GPoM : 5 Models predictability
In GPoM: Generalized Polynomial Modelling

Model performances

To evaluate the model performances is a often a difficult problem. It is in particular the case when the studied dynamic is characterized by a high sensitivity to the initial conditions, which is the case of many real world system (climatic, hydrological, epidemiological, ecological systems, etc.). Indeed, such high sensitivity lead to the following situation: a small difference in the initial state of the system (real or modeled) can lead to different trajectories, even for the same governing equations. The consequence of this situation is that, for slightly different initial conditions, the model simulations may be very different from the observed measurements, even if the model is very good (or perfect).

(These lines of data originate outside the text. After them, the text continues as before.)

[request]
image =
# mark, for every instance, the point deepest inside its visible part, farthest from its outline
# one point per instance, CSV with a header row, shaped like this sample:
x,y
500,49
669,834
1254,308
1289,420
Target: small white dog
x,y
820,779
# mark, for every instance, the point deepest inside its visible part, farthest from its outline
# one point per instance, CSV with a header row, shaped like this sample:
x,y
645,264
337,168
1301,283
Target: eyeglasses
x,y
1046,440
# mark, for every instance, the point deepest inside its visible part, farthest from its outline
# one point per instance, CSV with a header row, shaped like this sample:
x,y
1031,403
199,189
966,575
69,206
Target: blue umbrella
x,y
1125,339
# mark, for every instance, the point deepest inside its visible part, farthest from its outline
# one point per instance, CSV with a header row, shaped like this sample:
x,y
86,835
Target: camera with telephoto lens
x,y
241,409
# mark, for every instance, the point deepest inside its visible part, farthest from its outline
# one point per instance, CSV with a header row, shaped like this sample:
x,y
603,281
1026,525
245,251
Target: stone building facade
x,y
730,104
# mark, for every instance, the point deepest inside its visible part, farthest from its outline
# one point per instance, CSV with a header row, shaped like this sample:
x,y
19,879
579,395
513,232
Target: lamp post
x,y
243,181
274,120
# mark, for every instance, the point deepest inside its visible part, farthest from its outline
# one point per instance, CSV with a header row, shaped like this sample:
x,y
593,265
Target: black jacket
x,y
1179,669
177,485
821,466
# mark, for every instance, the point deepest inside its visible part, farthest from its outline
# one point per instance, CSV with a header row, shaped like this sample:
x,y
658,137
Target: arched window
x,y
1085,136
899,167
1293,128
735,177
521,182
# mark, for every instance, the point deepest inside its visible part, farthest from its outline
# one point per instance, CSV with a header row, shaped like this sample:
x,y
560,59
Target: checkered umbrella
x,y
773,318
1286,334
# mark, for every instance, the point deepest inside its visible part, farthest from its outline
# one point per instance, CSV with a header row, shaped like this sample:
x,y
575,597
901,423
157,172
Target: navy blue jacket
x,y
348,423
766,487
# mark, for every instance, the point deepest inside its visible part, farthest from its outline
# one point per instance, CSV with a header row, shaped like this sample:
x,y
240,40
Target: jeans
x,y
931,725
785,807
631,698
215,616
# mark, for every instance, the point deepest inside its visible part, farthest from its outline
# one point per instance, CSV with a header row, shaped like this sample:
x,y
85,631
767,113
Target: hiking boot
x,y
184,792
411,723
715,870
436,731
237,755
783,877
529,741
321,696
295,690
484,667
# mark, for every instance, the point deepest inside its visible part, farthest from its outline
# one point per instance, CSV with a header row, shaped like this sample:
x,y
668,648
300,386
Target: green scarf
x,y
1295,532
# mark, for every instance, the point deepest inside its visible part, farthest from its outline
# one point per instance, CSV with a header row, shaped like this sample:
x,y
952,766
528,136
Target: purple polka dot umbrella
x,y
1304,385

One solution to avoid this difficulty is to use the nonlinear invariants for the model validation. Nonlinear invariants are independent to the initial conditions and are thus well adapted in their design for this purpose. Three types of nonlinear invariants can be used: dynamical^[A. Wolf, J. B. Swift, H. L. Swinney, & J. A. Vastano, 1985. Determining Lyapunov exponents from a time series, Physica D, 16, 285-317.], geometrical^[P. Grassberger and I. Procaccia, 1983. Characterization of strange attractors, Physical Review Letter, 50, 346-349.] and topological^[R. Gilmore, 1998. Topological analysis of chaotic dynamical systems, Review of Modern Physics, 70, 1455-1530.]. In their principle, these invariants can provide powerful measures for validation, calibration etc. Unfortunately, in practice, these may also have important limitations. One difficulty met with dynamical and geometrical invariants is that their algorithms are generally quite sensitive to noise and thus difficult to use for a robust validation when datasets from real world conditions are considered. Moreover, these two invariants correspond to statistical properties and cannot guarantee that all the dynamical properties are preserved (dynamics characterized by very different topology can have very similar statistical properties). Topological properties are much richer because these can provide a detailed description of the dynamical properties based on integers and topological invariants are less sensitive to noise. At present, their application is mainly adapted to three-dimensional systems, although attempts have been made to extend their use to higher dimensions^[R. Gilmore & M. Lefranc, The Topology of Chaos (Wiley, New York), 2002.]$^,$ ^[S. Mangiarotti, Modélisation globale et caractérisation topologique de dynamiques environnementales: de l’analyse des enveloppes fluides et du couvert de surface de la Terre à la caractérisation topolodynamique du chaos, dissertation Habilitation to Direct Researches, Université de Toulouse, 2014.,]$^,$ ^[S. Mangiarotti & C. Letellier, 2015. Topological analysis for designing a suspension of the Hénon map, Physics Letters A, 379, 3069-3074.].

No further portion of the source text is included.